Votre conjoint.e réagit plus souvent que vous ne l’aimeriez par des cris ou des gestes brusques ?

Les menaces et les punitions sont ses réflexes quand les enfants ne se comportent pas comme il/elle le souhaiterait ?

Comment réagir quand on voit son/sa conjoint.e agir de façon contraire à ce qu’on souhaite pour nos enfants ?

Dans cet article j’aborde la situation que vous êtes nombreux à partager avec moi : celle d’un parent qui regrette que son/sa conjoint.e ne soit pas davantage patient.e, calme, compréhensif.ive ou empathique.
En un mot, que l’autre parent ne soit pas davantage bienveillant !
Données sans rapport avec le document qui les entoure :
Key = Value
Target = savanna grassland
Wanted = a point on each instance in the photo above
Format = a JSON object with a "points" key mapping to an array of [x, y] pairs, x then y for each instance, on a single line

Pour vous répondre, je vous inviterai à sortir d’un débat sur les « méthodes » d’éducation (opposant les partisans de la méthode « à l’ancienne » à ceux de l’éducation « positive ») pour adopter une réaction plus vertueuse, et qui sera en cohérence avec vos convictions sur la bienveillance.

J’irai droit au but.

Pour un parent convaincu des bienfaits de la bienveillance pour ses enfants, il n’y a qu’une façon, aussi évidente qu’incontournable de réagir dans ces situations : agir avec la même bienveillance pour son/sa conjoint.e que pour ses enfant !

Je vous explique pourquoi, et je vous donne 3 façons d’intervenir quand on est un parent convaincu des bienfaits de la bienveillance.

Pourquoi ça vaut le coup de chercher à intervenir avec bienveillance envers votre conjoint.e aussi ?

Il n’y a qu’une façon, aussi évidente qu’incontournable de réagir dans ces situations : avec bienveillance.

Voici aux moins 2 raisons de tenir le cap de la bienveillance ;-)

Parce qu’en condamnant l’autre, vous avez moins de chances de changer les choses

Lorsque vous entendez votre conjoint.e crier sur votre enfant et/ou le menacer ; lorsque vous le voyez utiliser des gestes brusques, il sera inutile d’utiliser ces mêmes méthodes pour le convaincre : menaces, condamnation, reproches, … !
Ce peut être très difficile, surtout pour les parents qui ont connu cela enfant et voudraient l’épargner à leur enfant. Mais intervenir en dénigrant, menaçant ou condamnant l’autre a peu de chance de produire l’effet que vous en attendez (excuses, remise en question, changement, …).

 

En intervenant sans bienveillance, on risque de placer l’autre en porte-à-faux et on rend difficile une discussion constructive. Par la suite, le débat risquerait de rester sur votre façon d’intervenir plutôt que sur ce qui vous a conduit.e à réagir…
Comme avec les enfants, on ne change pas un comportement d’un autre adulte en le faisant se sentir en échec, remis en cause ou honteux.

« D’où vient cette idée folle que pour qu’un enfant se conduise mieux, il doit d’abord se sentir dévalorisé ? » Jane Nelsen

Quelqu’un a-t-il déjà réussi à vous motiver à changer en essayant d’abord de vous rabaisser ou en vous prenant à défaut ?

Quelle a été votre réaction ? Vous êtes-vous dit « Mais oui, c’est évident, il a raison, je vais m’améliorer ! » ou plutôt « Mais pour qui il/elle se prend ? Si c’est ça je laisse tomber ! » ?

Même lorsqu’il s’agit d’échanges entre adultes, je ne peux que vous inviter à respecter le premier des 4 accords toltèques : « Que ta parole soit impeccable », comme je le faisais dans cet article ou en conclusion de ce podcast.

 

Il n’est pas question de traiter votre conjoint.e comme un.e enfant.

Simplement de lui réserver la même bienveillance que celle dont vous essayez de faire preuve pour vos enfants.

Parce que votre conjoint.e aurait peut être lui/elle-même aimé faire autrement

Les parents sont de plus en plus nombreux à acquérir une nouvelle langue : celle des émotions.
La plupart d’entre eux ne l’ont pas apprise enfant (question de génération) mais sont soucieux de l’apprendre avec leurs enfants.

Beaucoup savent maintenant décrypter le mécanisme émotionnel qui se met en place dans le cerveau d’un tout petit qui n’obtient pas ce qu’il veut.

Et ce mécanisme se produit également dans le cerveau de nombreux adultes !

Un adulte qui prend la voie des cris, des menaces ou des gestes brusques est souvent un adulte qui aimerait faire autrement... mais n’y arrive pas !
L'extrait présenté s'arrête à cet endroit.